On Thursday, a rattlesnake attacked a South Carolina pet owner’s three dogs and sadly one of the canines passed away from the reptile’s venomous bite. The other two dogs are currently on the mend and expected to recover, but wildlife officials are warning locals to be aware of an increased presence during the fall for all poisonous snakes in the state.

On Thursday, pet owner Ally Legrand let her three dogs out like she does any other day. The dogs, Duck, Lucky, and Aron, encountered an aggressive rattlesnake that attacked each of the pups. Local Columbia news outlet WLTX aired a report about Legrand’s dogs on Monday night and warned residents to keep an eye out for their own pets.

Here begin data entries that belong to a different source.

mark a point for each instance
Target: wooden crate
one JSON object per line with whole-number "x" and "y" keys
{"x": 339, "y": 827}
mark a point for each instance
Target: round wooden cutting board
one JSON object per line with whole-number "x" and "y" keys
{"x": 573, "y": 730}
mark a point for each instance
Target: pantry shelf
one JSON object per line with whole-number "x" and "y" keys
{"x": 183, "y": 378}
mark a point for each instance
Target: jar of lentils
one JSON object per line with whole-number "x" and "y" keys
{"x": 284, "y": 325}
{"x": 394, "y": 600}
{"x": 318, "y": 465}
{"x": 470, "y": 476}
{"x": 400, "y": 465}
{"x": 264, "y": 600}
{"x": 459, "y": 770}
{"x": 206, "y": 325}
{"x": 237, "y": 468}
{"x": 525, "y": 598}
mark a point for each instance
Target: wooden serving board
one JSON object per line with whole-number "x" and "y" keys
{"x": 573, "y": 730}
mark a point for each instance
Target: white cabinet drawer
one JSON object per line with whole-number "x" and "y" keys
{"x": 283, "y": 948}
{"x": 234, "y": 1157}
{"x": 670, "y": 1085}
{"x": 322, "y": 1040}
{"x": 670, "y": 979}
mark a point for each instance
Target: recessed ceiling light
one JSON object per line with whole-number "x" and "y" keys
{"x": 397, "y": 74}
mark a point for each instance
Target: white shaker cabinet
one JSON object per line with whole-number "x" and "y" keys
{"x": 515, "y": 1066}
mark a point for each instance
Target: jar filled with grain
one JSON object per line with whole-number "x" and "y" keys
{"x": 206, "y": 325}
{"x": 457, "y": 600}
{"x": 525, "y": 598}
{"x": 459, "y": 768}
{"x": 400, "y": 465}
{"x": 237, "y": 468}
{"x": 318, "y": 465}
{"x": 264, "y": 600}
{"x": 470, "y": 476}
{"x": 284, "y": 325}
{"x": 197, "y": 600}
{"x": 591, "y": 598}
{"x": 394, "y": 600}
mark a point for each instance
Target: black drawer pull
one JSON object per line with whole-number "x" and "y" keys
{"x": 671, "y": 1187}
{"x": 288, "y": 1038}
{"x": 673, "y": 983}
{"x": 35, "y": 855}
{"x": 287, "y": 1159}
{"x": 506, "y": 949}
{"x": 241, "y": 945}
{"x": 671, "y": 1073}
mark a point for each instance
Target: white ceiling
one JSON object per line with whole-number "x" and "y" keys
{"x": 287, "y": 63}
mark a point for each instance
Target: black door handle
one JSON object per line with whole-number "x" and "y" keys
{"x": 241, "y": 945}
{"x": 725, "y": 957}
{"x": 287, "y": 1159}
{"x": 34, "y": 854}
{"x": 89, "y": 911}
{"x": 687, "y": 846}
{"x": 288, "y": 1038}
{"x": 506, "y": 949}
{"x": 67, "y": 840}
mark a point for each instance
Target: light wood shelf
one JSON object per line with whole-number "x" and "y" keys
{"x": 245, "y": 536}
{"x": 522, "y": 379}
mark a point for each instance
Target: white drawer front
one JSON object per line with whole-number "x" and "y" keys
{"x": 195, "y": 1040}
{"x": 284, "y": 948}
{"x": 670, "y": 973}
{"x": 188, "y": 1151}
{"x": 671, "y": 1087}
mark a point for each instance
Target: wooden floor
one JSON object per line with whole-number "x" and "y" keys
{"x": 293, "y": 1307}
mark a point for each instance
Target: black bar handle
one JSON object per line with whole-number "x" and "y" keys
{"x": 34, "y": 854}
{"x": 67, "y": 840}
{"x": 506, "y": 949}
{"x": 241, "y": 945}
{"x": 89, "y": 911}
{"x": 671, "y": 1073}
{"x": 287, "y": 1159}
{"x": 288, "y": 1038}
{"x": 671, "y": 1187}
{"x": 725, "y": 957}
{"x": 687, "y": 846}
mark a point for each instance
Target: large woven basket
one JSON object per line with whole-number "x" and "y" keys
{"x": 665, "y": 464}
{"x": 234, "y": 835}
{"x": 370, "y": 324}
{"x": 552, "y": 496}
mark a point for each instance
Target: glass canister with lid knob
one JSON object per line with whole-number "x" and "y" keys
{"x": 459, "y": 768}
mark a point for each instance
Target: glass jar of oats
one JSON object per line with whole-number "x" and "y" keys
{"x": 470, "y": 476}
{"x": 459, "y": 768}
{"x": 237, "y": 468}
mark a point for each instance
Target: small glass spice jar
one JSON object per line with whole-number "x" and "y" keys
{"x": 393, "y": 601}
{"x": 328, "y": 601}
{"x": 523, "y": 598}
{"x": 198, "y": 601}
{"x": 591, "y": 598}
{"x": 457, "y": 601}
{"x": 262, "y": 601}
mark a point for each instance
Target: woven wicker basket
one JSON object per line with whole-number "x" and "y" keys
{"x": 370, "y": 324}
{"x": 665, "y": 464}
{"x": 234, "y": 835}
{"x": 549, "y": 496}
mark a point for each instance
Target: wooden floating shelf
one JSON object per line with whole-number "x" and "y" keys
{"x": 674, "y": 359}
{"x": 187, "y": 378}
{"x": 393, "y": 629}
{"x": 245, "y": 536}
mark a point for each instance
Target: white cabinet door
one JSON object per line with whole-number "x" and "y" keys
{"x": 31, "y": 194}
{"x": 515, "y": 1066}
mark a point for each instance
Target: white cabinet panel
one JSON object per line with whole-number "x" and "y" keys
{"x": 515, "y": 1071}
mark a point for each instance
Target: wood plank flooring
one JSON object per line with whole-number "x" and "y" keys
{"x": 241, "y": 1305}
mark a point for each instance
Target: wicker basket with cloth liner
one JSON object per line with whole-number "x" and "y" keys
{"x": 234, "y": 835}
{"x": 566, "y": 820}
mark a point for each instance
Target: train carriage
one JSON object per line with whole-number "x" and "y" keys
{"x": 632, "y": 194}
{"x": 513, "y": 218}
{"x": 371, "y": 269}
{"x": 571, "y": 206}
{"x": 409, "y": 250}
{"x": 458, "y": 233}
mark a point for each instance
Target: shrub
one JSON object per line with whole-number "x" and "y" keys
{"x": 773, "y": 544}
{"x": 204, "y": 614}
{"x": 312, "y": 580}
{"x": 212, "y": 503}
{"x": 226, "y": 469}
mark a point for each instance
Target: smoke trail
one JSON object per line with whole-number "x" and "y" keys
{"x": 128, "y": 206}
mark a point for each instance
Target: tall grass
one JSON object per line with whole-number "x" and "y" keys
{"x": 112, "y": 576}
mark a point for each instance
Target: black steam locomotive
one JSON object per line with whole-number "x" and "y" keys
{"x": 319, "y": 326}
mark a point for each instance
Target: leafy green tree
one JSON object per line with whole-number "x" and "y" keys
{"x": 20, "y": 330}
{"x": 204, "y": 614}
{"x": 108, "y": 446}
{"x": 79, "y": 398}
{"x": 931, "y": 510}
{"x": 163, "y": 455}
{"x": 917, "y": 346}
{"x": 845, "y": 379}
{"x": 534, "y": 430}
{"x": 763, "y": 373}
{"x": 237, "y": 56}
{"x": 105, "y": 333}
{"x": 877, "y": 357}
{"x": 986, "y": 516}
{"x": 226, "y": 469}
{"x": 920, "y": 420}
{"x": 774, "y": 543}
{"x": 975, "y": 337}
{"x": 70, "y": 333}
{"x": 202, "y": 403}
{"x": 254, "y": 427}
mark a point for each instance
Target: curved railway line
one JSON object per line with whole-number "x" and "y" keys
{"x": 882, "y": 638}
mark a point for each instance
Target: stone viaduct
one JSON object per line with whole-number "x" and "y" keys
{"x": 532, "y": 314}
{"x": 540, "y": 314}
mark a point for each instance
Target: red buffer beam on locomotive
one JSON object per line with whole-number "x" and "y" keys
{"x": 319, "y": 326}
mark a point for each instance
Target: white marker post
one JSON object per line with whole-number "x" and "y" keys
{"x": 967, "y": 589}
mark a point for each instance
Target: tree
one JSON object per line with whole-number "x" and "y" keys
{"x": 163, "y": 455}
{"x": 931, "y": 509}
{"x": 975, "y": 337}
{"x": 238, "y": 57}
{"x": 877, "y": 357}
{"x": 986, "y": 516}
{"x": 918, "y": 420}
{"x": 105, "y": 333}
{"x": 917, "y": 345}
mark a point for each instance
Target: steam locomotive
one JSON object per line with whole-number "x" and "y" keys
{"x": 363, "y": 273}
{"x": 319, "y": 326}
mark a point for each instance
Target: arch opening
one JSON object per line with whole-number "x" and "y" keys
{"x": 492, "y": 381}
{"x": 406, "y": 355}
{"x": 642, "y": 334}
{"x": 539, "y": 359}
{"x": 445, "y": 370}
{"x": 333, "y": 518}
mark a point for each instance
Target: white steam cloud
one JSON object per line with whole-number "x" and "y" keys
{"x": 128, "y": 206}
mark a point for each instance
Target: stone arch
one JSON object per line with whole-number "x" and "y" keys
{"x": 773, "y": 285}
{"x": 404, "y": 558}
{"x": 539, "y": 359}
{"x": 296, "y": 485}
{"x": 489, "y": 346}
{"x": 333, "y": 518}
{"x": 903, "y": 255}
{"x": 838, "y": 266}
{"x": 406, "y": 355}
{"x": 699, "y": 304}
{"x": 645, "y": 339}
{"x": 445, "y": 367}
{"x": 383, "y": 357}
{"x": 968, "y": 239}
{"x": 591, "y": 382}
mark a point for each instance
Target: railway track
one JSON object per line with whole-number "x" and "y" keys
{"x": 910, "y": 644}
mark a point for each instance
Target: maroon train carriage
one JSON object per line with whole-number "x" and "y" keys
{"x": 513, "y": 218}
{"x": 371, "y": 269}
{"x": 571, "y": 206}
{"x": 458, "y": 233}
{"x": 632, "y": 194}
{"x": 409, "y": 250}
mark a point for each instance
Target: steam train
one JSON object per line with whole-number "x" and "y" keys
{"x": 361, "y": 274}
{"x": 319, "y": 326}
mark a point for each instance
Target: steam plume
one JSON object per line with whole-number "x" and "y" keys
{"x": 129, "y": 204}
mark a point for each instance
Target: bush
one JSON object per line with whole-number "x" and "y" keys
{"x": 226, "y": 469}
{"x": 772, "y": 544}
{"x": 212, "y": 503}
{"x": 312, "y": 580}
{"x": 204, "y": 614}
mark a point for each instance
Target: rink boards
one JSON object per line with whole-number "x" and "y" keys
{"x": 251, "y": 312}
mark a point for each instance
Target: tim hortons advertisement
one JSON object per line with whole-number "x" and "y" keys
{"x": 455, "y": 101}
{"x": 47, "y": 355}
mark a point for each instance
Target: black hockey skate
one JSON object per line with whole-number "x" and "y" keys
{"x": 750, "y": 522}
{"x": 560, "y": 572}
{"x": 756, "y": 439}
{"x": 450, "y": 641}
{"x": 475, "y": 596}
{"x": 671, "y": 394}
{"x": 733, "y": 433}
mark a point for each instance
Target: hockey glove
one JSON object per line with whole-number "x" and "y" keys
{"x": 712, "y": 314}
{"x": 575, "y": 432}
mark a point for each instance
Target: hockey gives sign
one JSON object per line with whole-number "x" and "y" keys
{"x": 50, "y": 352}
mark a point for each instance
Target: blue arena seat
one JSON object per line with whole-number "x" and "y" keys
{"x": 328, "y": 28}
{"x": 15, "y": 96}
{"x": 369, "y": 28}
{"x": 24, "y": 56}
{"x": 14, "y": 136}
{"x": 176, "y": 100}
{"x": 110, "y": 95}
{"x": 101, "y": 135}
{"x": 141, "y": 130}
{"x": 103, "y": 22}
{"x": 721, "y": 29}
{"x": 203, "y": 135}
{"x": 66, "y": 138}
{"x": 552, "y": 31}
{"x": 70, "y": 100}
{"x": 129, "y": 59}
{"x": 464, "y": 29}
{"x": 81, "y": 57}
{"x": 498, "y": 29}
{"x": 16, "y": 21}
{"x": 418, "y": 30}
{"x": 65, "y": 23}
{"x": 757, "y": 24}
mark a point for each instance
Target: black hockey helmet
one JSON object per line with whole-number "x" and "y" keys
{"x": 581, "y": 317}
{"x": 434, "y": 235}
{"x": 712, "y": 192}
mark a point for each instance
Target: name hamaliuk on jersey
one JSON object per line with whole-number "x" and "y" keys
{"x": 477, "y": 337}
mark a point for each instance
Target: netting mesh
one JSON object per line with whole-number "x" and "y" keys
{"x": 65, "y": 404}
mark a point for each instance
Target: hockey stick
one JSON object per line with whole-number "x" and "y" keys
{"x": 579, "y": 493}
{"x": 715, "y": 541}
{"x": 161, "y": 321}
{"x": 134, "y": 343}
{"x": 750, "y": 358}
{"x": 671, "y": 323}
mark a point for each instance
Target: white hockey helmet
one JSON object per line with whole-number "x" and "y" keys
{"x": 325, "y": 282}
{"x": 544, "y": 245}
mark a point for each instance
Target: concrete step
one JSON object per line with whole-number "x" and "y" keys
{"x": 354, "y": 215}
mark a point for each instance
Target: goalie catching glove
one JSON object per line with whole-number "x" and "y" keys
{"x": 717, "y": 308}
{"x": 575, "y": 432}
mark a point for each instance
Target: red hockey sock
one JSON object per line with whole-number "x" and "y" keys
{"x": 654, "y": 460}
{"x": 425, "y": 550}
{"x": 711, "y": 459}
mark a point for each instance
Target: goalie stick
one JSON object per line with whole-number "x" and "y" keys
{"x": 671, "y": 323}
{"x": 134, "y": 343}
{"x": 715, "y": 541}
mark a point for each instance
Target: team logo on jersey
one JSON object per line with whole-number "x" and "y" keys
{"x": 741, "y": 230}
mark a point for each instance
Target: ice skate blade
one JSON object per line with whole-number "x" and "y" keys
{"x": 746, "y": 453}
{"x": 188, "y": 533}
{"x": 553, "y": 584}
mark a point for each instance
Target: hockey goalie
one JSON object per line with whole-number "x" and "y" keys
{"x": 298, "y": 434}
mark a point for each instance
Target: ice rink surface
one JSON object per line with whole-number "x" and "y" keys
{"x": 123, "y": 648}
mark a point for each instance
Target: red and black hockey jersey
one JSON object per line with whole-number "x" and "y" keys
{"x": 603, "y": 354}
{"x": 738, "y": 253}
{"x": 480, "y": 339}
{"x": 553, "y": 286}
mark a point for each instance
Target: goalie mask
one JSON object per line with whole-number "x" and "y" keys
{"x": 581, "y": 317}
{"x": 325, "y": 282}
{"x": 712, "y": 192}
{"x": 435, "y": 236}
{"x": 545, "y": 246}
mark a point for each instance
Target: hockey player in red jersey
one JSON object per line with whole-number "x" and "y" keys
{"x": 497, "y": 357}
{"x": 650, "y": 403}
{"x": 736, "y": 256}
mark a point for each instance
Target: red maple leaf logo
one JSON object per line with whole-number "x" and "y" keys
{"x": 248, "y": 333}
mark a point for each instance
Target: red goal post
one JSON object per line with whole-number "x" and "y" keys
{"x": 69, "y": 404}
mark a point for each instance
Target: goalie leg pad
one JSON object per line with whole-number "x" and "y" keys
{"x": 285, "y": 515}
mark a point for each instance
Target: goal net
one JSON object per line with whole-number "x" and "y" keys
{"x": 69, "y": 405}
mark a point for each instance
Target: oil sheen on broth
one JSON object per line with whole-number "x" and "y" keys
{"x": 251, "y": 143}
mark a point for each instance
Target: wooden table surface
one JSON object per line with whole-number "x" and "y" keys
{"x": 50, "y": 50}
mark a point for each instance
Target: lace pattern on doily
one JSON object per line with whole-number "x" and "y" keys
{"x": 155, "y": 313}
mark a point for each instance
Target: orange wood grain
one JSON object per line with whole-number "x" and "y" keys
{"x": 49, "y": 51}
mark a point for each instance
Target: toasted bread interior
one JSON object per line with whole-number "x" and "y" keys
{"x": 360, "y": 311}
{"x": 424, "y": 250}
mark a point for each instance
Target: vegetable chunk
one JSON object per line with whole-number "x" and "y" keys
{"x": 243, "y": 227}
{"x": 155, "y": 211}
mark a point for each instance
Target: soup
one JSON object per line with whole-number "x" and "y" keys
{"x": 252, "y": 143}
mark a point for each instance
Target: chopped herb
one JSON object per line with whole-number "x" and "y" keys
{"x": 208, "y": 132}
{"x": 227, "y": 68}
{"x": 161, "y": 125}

“The incident itself is a little, you know, still questionable,” Legrand explained to WLTX in a video call. “When I found them they were just, they were a mess. I don’t know how long they had already been hurt. But you could just see they were extremely swollen, lethargic. Just in dire distress.”

The South Carolina woman knows the three dogs had a face-off with at least one rattlesnake on her property. After days of treatment, two of her dogs are finally home and recovering. However, one of the animals died from the rattlesnake attack.

“We lost one unfortunately,” Legrand said in the interview. “And now that my other two dogs are healing, the tenacity of these bites is bad. My beagle got bit four times. We can see four bites. It just seems unusual that a snake would be that ferocious.”

Wildlife Officials Warn of Increased Rattlesnake Attacks in the Fall

WLTX reported that this is a busy time of year where poisonous snakes are more active than usual. It’s breeding season and South Carolina’s six native poisonous snakes, including copperheads and timber rattlesnakes, are out and about much more. The news station spoke with South Carolina Wildlife Federation’s Jay Keck about the incident.

“In the spring and the fall, they are breeding,” Keck said to WLTX. “So they are way more active now than they are during the winter or the summer. So spring and fall are their busiest times of year.”

Following the rattlesnake attack, Ally Legrand is focused on nursing her surviving two dogs back to health.

“I actually picked my dog up yesterday, so both of my boys are now back at home,” she said.

As the report continued, WLTX news anchor Kayland Hagwood shared that South Carolina residents should be mindful while gardening or in high grass. Especially since more snakes are out at this time of year. She said the CDC recommends that if you encounter any snake, don’t try to trap it or pick it up. Instead, slowly back away from the reptiles.

The health agency added that if you or your pet do get bit by a snake, you should seek medical attention right away. Also, you should try to keep yourself or your pet as still as possible to slow the spread of the venom. Signs of a poisonous snake bite can include swelling, labored breathing, severe pain, nausea, and numbness in the limbs.